Exploring a Finite Patch Levins Model
Owen Jones
Introduction
In this exercise, you will explore a stochastic implementation of the Levins metapopulation model, modified to assume a finite number of habitat patches. The aim is to understand how patch occupancy changes over time depending on colonisation and extinction probabilities, the number of patches, and initial conditions.
This model assumes that:
- Each patch is either occupied or empty.
- Occupied patches go extinct with probability \(e\).
- Empty patches are colonised with probability \(c\).
We simulate this process for a number of time steps and track the overall occupancy.
Base Model Code
Cut and paste this code into R so you can use the function later.
simulate_metapop <- function(num_patches, c , e,
time_steps, initial_occupied) {
patches <- rep(FALSE, num_patches)
patches[sample(1:num_patches, initial_occupied)] <- TRUE
occupancy_record <- numeric(time_steps)
for (t in 1:time_steps) {
new_patches <- patches
for (i in 1:num_patches) {
if (patches[i]) {
new_patches[i] <- runif(1) > e
} else {
colonize_prob <- c * mean(patches)
new_patches[i] <- runif(1) < colonize_prob
}
}
patches <- new_patches
occupancy_record[t] <- mean(patches)
}
return(occupancy_record)
}This is how you use the function - make sure it works for you.
Note that your graph will look different to this one, since the model is stochastic.
# Set the parameters
nPatch <- 150
cVal <- 0.5
eVal <- 0.3
# Run the model
result <- simulate_metapop(num_patches = nPatch, c = cVal, e = eVal,
time_steps = 100,
initial_occupied = ceiling(nPatch / 10))
# Plot the result, including labels
plot(result, type = 'l', col = 'darkgreen', lwd = 2,
ylab = "Proportion Occupied", xlab = "Time",
main = paste0("Stochastic Levins Model (",nPatch," patches)"), ylim = c(0,1))
# Add a line for Levins' deterministic equilibrium
abline(h = 1 - eVal / cVal, col = "red", lty = 2)
You should see that the proportion of occupied patches bounces around the deterministic equilibrium of \(1 - (e/c)\). This “bouncing around” is caused by the stochastic nature of the model - it is probabilistic. On average, in the long run, the equilibrium is predictable.

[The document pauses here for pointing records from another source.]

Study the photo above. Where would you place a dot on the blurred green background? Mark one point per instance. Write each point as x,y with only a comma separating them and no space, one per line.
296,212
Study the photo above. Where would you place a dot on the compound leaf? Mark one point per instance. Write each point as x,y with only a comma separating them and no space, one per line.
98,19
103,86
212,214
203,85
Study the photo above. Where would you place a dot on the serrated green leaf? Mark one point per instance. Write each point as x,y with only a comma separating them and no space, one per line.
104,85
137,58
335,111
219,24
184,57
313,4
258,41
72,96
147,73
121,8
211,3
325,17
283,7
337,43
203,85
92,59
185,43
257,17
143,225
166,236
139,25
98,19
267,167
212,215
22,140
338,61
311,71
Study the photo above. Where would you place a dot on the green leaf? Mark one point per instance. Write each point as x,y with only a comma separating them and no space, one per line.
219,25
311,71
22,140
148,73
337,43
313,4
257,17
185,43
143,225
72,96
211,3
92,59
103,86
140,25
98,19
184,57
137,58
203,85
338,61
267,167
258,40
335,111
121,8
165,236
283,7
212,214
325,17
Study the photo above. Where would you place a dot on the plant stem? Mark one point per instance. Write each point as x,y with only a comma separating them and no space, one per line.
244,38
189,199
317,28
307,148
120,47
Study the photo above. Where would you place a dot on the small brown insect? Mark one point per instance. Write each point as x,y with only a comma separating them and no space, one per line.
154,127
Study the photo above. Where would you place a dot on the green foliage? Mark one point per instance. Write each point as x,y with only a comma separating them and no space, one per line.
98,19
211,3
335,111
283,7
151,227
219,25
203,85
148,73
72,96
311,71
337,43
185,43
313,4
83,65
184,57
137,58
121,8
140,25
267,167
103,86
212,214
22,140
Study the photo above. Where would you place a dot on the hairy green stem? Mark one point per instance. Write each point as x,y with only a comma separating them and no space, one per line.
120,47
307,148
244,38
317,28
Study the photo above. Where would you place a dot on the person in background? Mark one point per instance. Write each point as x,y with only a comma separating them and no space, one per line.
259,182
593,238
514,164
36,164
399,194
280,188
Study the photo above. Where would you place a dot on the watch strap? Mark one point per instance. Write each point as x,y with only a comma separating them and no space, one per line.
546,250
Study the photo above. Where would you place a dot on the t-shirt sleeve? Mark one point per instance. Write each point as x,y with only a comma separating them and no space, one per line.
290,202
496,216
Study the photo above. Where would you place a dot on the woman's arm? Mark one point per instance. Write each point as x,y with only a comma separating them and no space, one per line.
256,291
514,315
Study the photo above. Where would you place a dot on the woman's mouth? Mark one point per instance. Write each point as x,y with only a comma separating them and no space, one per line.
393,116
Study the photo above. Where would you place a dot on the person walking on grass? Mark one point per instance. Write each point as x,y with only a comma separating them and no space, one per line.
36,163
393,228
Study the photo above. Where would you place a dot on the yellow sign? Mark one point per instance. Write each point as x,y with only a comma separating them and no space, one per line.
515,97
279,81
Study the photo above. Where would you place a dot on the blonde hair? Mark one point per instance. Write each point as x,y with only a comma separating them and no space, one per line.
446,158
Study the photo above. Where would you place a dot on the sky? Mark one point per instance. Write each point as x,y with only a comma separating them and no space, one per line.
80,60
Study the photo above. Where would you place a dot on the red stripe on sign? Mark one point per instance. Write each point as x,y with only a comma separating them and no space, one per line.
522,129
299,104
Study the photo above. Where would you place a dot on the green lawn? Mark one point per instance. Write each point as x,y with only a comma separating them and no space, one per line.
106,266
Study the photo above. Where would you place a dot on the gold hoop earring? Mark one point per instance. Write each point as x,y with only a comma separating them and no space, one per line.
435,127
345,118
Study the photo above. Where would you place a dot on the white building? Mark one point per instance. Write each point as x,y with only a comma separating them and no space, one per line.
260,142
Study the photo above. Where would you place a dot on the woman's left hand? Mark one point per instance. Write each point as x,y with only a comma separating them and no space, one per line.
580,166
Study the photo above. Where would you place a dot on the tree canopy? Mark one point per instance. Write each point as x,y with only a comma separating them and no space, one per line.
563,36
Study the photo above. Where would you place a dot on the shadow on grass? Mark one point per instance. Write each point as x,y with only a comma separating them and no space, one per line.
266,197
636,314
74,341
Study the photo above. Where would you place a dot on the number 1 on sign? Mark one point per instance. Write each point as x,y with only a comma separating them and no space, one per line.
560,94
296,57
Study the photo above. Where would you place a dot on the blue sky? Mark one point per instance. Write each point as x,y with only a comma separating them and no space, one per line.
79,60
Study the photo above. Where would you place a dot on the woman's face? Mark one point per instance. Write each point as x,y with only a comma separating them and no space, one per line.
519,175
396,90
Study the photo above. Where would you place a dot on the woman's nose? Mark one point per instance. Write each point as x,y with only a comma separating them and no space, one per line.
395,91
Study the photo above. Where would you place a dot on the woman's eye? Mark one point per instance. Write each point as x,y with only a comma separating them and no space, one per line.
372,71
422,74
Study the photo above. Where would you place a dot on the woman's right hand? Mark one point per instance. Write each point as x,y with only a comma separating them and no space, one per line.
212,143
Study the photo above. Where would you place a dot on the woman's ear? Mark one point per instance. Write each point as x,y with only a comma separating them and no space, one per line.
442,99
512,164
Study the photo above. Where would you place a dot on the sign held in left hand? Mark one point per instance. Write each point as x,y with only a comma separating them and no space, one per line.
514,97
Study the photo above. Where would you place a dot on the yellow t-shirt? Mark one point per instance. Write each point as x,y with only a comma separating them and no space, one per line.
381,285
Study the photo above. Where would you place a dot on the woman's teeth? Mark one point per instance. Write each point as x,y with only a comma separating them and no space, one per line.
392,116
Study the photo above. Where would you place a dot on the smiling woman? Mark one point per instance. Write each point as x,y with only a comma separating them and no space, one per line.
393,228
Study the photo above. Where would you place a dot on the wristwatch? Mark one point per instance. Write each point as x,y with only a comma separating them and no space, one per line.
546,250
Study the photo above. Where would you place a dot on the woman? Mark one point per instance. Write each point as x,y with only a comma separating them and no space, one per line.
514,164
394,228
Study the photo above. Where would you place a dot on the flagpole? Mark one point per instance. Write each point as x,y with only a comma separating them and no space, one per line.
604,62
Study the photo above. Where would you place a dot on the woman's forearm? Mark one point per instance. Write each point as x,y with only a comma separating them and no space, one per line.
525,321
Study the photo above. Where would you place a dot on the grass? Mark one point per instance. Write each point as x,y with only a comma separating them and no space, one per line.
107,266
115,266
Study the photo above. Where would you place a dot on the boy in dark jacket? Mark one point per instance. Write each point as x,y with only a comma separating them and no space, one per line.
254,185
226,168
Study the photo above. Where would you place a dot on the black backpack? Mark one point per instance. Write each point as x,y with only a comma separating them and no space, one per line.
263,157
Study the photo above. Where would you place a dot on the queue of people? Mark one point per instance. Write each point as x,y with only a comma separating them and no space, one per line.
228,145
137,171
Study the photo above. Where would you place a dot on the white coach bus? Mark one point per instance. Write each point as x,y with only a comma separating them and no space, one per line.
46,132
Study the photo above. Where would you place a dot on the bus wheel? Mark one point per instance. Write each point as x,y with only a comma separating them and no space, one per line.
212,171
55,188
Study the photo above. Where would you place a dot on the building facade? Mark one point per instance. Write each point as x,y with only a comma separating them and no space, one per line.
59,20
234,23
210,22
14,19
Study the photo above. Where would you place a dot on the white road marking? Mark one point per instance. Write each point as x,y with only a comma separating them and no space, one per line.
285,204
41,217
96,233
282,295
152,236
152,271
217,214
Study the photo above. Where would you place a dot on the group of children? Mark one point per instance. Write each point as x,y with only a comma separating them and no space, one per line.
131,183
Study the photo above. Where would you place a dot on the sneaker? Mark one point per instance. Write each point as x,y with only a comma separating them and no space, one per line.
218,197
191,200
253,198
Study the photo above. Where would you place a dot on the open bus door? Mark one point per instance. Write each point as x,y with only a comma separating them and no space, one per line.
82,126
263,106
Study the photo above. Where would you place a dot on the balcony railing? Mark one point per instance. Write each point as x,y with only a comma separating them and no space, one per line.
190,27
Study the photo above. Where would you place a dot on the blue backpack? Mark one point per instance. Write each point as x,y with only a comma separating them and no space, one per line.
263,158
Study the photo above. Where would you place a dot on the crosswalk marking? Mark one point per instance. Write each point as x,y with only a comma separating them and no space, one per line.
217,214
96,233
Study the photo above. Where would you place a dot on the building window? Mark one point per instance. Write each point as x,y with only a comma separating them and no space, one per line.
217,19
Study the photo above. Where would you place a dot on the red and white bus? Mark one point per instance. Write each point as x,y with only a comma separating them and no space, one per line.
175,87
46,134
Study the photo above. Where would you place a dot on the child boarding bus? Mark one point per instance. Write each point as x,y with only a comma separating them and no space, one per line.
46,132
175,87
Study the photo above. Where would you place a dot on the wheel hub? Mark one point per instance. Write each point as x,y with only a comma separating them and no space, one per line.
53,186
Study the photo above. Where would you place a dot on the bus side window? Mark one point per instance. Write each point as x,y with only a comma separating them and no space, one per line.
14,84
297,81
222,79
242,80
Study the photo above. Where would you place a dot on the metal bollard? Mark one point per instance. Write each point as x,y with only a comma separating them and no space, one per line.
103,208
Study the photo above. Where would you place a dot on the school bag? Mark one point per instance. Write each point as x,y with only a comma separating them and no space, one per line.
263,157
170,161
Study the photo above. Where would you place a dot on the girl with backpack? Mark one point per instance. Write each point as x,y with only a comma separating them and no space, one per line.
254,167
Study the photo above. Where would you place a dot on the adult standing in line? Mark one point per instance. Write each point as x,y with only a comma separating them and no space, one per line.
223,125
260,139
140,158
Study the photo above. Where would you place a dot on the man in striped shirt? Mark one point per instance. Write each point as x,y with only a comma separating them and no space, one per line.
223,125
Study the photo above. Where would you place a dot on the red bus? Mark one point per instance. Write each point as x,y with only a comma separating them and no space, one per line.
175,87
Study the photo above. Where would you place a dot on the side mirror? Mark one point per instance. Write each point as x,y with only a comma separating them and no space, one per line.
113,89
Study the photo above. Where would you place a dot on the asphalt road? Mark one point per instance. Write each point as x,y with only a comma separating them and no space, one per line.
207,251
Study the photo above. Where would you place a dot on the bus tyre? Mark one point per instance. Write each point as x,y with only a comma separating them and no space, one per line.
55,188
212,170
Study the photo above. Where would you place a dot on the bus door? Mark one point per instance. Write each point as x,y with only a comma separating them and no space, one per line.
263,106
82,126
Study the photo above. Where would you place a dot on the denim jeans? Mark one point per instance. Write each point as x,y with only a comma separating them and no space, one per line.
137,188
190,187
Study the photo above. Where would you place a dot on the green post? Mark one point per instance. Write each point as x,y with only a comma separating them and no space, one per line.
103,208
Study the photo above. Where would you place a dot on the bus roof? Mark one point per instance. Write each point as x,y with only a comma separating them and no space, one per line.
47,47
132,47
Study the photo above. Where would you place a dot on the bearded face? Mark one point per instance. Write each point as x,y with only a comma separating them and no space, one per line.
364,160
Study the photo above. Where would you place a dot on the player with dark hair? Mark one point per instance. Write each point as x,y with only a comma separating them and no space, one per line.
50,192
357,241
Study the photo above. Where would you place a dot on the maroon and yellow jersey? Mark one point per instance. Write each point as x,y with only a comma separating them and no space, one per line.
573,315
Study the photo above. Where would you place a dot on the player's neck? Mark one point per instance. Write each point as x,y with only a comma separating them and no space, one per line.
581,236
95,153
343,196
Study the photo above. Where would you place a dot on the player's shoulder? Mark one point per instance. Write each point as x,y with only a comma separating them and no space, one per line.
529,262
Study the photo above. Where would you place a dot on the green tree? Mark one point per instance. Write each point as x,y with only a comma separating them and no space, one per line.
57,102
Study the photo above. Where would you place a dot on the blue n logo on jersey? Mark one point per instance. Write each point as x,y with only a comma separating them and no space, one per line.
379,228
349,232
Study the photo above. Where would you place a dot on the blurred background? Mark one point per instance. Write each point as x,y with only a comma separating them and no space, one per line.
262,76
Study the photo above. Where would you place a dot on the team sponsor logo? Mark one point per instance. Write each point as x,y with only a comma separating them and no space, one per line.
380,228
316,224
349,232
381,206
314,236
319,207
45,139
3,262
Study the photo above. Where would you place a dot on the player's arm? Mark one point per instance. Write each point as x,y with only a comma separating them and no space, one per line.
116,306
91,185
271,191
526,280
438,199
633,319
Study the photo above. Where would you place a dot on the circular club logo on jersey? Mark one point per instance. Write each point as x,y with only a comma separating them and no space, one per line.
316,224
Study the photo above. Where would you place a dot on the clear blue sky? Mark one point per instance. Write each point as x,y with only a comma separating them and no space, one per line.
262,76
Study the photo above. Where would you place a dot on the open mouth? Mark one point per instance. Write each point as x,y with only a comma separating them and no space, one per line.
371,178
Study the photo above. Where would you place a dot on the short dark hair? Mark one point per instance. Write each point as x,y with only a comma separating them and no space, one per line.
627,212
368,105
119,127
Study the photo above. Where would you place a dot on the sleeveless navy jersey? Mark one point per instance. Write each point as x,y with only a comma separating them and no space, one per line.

Let’s explore the model further.
Exercise 1: Sensitivity to Colonisation Rate
[This recaps some ideas from the simple deterministic Levins model, you can skip it if you are comfortable with that.]
Try different values for c (e.g. 0.1, 0.3, 0.5, 0.7)
while keeping e = 0.3 constant.
Tasks
- Plot the time series for each
cvalue. - Overlay the deterministic equilibrium \(\hat{p} = 1 - e/c\) as a dashed red line.
- Compare how the system behaves.
Questions
- What happens to occupancy when colonisation is too low (i.e. \(c \leq e\))? How might this relate to isolated nature reserves?
- How much extra colonisation capacity is needed to ensure persistence? What might this mean for designing corridors or stepping-stone habitats?
- Why does the occupancy level off when colonisation is high? What limits further gains in patch occupancy, even with strong connectivity?
Exercise 2: Effect of Patch Number
Try simulations with 10, 30, 100, and 300 patches, keeping
c = 0.5 and e = 0.3 constant.
Tasks
- Run the simulation for each
num_patches. - Plot the occupancy time series for each.
Questions
- Which patch network sizes show greater fluctuation or risk of extinction?
- How could patch number influence the reliability of conservation outcomes?
- In fragmented landscapes, how many patches might be needed to maintain viable metapopulations over time?
Exercise 3: Exploring Initial Conditions
Try setting initial_occupied to 0, 10, 50, and 100 with
100 patches, and observe how the model behaves.
Tasks
- Plot how quickly the system approaches equilibrium from different starting points.
Questions
- If a species is reintroduced into a small number of patches, how quickly might it spread? Under what conditions might it fail to establish?
- What do the results suggest about the number of individuals or populations needed to “kick-start” recovery?
- How should this inform strategies like species reintroductions or habitat restoration?
Wrap-Up Discussion
- Under what conditions does the metapopulation persist or go extinct?
- What role does stochasticity play in the outcomes?
- How could this model inform conservation strategies such as reintroduction, assisted migration, or the placement of habitat corridors?